• Paulo T. Vasconcellos

Você vai pro Inferno.




Eu também. Quem diz isso não é a bíblia, mas a Astrologia. A boa notícia é que isso é algo bom. Acho.


A primeira coisa que as religiões e as filosofias mágicas precisam fazer quando são criadas é explicar o mundo. Afinal, se alguém pretende responder os anseios primordiais da humanidade, precisa de uma visão de homem/mundo coerente com a realidade.


(Por exemplo, a internet criou a brilhante cosmogonia de que a Terra é plana como um frisbee, foi criada por "God", que a arremessou no espaço-tempo para que a força oposta "Dog" a pegasse e devolvesse para God. Digam o que quiserem: já vi cosmogonias piores.)


A Astrologia trabalha com uma cosmogonia geocêntrica: A Terra está no centro do Universo, os sete planetas (Lua, Mercúrio, Vênus, Sol, Marte, Júpiter e Saturno) orbitam a Terra, as almas foram introduzidas na Criação por um Deus que está fora dela pelos furinhos no véu (as estrelas) e o objetivo final seria sair da Criação.


Diversas religiões usam essa cosmogonia e puxam a sardinha pra própria brasa: uns falam que pra transcender a criação você tem que cumprir alguns mandamentos (pare de comer porco), outras falam que seu coração tem que ser mais leve que uma pluma (capricha no Cardio) e outras mandam amar a todos incondicionalmente (prefiro cortar o bacon e caprichar no cardio porque amar algumas pessoas, só se for incondicionalmente, porque, francamente, sem condições).

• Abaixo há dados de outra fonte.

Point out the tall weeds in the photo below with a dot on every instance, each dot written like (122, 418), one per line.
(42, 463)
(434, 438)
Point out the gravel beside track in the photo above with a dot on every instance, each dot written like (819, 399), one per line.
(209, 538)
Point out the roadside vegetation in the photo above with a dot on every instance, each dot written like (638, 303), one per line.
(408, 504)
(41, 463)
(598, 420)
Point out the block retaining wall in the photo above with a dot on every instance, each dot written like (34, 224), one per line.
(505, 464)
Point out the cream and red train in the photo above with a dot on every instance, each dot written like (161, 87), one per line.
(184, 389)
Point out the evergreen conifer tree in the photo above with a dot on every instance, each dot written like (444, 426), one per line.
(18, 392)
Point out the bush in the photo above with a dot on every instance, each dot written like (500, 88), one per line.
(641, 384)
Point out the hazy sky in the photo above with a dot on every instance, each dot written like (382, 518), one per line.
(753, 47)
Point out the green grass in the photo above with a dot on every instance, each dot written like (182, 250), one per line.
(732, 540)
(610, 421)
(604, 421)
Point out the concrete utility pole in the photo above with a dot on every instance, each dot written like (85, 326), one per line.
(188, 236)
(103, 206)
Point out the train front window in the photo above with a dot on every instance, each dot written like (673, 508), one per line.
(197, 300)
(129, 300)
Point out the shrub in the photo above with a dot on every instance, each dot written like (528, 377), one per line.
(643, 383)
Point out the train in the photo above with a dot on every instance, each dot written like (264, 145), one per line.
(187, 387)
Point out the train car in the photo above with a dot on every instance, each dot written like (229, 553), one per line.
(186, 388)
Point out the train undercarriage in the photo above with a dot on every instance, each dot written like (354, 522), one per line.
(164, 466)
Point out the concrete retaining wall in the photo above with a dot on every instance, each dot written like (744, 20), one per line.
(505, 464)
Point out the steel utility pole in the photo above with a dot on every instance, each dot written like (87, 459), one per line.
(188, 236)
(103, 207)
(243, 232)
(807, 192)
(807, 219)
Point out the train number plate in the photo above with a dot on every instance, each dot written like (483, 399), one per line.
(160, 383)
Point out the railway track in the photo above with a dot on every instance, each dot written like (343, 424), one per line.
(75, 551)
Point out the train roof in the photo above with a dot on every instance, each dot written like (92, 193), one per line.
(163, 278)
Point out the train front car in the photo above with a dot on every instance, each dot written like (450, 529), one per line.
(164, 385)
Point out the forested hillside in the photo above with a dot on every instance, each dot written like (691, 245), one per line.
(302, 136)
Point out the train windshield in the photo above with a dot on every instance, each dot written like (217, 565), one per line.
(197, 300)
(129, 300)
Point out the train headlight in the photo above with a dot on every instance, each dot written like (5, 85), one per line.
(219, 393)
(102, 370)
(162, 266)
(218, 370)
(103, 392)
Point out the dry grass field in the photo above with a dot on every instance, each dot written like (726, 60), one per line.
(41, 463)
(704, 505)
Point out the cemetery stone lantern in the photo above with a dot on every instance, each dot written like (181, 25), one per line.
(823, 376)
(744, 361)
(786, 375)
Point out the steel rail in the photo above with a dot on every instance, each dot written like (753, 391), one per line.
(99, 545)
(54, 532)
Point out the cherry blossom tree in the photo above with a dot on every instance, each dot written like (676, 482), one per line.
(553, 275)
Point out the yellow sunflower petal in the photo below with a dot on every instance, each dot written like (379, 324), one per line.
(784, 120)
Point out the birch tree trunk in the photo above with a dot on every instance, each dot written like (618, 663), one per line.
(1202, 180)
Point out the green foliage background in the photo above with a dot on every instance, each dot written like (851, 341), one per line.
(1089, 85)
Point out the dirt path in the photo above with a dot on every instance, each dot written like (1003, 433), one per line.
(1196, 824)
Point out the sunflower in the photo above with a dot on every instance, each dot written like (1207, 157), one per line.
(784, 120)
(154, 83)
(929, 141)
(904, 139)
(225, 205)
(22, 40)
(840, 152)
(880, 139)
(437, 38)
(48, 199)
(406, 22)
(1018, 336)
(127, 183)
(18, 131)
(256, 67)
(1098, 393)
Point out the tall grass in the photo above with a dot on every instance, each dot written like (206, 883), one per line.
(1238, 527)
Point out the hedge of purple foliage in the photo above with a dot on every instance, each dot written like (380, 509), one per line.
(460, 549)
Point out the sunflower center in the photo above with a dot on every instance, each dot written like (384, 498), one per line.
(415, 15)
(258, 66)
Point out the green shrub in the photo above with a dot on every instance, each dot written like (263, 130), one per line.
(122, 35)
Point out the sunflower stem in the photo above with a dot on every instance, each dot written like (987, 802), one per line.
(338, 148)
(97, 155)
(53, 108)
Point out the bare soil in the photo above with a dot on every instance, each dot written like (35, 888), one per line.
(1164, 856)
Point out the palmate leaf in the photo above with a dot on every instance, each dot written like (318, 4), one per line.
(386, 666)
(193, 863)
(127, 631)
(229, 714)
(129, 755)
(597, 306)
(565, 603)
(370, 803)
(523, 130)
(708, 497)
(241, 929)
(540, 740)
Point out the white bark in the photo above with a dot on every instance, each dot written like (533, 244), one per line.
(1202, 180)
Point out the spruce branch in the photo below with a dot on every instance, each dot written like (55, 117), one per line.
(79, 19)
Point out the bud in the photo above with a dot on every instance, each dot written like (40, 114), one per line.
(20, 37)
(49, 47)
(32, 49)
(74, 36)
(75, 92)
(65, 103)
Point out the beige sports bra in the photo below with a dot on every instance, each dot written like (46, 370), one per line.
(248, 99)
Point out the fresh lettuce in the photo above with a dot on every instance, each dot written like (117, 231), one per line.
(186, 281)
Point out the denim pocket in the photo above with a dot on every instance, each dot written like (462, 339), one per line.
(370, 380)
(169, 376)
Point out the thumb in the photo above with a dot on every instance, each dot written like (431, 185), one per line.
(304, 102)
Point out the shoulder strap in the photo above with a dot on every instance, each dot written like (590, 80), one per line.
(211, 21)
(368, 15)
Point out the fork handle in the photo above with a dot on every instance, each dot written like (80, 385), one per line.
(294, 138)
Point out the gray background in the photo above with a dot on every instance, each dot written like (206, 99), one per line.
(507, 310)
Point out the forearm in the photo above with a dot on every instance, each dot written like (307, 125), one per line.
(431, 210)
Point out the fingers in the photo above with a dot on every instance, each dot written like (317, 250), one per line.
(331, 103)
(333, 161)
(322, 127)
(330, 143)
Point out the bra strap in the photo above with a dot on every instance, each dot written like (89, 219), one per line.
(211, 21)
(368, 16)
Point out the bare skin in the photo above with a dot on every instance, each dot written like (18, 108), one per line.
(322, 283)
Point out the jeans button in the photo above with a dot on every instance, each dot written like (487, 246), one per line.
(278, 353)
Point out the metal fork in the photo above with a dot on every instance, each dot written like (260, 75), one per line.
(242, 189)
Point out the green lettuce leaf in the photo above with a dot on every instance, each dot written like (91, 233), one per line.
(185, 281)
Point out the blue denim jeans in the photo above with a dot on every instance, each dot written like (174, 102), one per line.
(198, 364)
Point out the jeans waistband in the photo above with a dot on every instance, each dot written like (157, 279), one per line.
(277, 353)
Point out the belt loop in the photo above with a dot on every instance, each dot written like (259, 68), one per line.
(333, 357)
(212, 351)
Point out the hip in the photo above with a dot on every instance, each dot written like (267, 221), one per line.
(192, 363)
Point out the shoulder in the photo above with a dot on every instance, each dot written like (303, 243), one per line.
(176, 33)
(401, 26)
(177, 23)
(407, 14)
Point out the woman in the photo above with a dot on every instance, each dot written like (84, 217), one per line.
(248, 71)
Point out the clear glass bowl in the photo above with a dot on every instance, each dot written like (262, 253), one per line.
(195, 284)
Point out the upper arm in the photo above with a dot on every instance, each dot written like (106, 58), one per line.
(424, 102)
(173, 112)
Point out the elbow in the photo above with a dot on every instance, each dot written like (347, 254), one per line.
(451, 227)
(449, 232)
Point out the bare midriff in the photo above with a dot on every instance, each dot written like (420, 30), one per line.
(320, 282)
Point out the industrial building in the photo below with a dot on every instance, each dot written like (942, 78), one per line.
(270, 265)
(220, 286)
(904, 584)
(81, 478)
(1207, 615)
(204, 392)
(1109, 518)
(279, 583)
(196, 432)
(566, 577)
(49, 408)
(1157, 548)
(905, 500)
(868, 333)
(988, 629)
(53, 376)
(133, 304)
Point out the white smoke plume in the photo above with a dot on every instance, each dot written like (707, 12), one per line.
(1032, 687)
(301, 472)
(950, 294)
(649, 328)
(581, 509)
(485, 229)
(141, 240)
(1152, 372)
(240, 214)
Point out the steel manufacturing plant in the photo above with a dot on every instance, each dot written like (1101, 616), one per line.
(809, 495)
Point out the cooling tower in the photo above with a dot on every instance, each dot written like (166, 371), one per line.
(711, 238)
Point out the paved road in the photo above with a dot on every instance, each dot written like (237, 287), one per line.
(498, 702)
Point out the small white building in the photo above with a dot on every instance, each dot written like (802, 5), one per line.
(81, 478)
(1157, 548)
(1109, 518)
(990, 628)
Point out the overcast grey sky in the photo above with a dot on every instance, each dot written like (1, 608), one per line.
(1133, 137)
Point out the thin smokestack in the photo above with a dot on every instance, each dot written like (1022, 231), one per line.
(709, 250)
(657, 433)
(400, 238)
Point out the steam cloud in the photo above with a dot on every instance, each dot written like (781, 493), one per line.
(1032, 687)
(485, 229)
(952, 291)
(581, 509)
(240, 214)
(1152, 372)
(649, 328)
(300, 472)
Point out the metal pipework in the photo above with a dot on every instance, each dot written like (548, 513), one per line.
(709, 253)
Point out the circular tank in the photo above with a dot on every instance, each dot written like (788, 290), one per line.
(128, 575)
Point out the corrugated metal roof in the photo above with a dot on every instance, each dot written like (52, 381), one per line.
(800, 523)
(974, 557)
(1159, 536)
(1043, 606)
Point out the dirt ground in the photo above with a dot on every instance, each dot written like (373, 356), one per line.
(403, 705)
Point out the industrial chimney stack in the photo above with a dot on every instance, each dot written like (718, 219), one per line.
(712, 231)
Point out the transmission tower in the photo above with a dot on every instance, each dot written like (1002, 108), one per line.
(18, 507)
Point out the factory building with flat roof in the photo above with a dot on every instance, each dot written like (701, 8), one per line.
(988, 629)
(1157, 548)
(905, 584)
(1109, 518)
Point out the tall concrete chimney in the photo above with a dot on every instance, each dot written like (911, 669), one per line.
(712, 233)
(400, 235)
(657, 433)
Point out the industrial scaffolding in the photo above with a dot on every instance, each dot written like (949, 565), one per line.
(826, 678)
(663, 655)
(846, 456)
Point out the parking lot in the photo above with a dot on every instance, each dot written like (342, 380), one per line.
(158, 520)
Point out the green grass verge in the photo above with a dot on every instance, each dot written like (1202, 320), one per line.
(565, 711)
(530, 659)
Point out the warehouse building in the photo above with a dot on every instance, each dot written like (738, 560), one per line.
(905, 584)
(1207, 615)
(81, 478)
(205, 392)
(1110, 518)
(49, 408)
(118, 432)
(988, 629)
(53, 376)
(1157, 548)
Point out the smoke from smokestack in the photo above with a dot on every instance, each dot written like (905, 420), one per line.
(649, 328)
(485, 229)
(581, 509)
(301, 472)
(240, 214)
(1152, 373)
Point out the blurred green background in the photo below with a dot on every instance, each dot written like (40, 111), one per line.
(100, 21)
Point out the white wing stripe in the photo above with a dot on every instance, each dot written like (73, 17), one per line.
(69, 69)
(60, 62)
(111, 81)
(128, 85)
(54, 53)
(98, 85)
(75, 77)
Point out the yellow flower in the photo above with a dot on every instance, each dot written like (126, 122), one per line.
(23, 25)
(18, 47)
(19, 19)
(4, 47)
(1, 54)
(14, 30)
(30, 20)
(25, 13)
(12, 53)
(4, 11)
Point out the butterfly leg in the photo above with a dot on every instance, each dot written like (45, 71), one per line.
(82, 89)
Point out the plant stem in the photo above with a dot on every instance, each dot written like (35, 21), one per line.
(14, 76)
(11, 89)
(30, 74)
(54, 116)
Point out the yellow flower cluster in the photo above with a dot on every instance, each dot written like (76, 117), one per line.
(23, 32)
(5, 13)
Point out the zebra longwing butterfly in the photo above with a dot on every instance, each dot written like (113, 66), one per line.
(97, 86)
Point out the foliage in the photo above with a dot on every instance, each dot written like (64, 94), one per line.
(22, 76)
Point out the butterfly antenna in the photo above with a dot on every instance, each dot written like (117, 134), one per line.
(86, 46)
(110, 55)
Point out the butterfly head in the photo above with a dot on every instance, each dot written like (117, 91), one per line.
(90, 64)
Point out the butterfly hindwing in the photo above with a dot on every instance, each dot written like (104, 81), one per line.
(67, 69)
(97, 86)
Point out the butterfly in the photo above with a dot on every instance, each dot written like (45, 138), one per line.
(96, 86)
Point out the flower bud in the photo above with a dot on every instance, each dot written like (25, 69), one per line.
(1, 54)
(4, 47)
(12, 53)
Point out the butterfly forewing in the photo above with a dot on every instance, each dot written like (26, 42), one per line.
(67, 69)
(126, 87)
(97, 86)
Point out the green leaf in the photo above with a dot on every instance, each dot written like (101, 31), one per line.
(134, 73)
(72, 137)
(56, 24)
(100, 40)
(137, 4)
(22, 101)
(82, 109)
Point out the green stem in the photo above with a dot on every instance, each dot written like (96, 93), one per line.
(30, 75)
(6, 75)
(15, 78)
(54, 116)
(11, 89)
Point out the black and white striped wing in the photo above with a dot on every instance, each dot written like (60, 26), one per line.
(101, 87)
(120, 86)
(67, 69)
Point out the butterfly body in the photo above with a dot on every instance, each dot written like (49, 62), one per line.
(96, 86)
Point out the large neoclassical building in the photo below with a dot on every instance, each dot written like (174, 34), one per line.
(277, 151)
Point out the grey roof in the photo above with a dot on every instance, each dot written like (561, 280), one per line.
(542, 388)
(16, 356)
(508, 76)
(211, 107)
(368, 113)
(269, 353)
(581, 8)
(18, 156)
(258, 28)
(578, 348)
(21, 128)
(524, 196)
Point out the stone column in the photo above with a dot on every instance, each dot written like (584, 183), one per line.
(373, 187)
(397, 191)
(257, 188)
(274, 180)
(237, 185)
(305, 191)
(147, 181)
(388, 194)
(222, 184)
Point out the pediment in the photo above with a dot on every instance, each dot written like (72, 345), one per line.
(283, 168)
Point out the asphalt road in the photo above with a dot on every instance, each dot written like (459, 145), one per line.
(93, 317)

Qualquer que seja o método escolhido, algumas coisas ficam meio claras: à medida em que você sobe (ou desce - essa cosmogonia é esférica, por baixo, por cima e até de ladinho têm saída), existem "desafios" ou "julgamentos". Dois são os mais famosos: o Julgamento de Saturno pra sair da Criação (na mitologia Cristã representada por São Pedro) e o Julgamento do Sol (na mitologia cristã representada por Cristo).


Peço desculpas aos leitores que torcem o nariz para o Cristianismo por fazer tanta referência a ele, que é completamente desnecessário para fins de cosmogonia, mas não existem muitas outras religiões que vêm ameaçar com o fogo eterno do inferno, que é o elemento do título desse texto (e clickbait agora vergonhosamente admitido).


Para entender o "julgamento" do Sol e de Saturno (e também de marte) é importante entender que esses planetas são ditos "maléficos", na prática, agressivos, estéreis, esterilizadores ou, de forma geral, e cada um com sua particularidade, destrutivos.


Um ótimo lema para os planetas maléficos é "aquilo que não consegue sobreviver não merece sobreviver". Impiedoso? Muito. Mas quem olhar para uma floresta, com a disputa incessante de recursos como água e luz do sol vai ver que o nosso mundo não é muito mais misericordioso que isso.


O Julgamento do Sol é um julgamento de Fogo (lembra o inferno de alguma religião?), no qual queima-se aquilo que não merece (ou consegue) sobreviver.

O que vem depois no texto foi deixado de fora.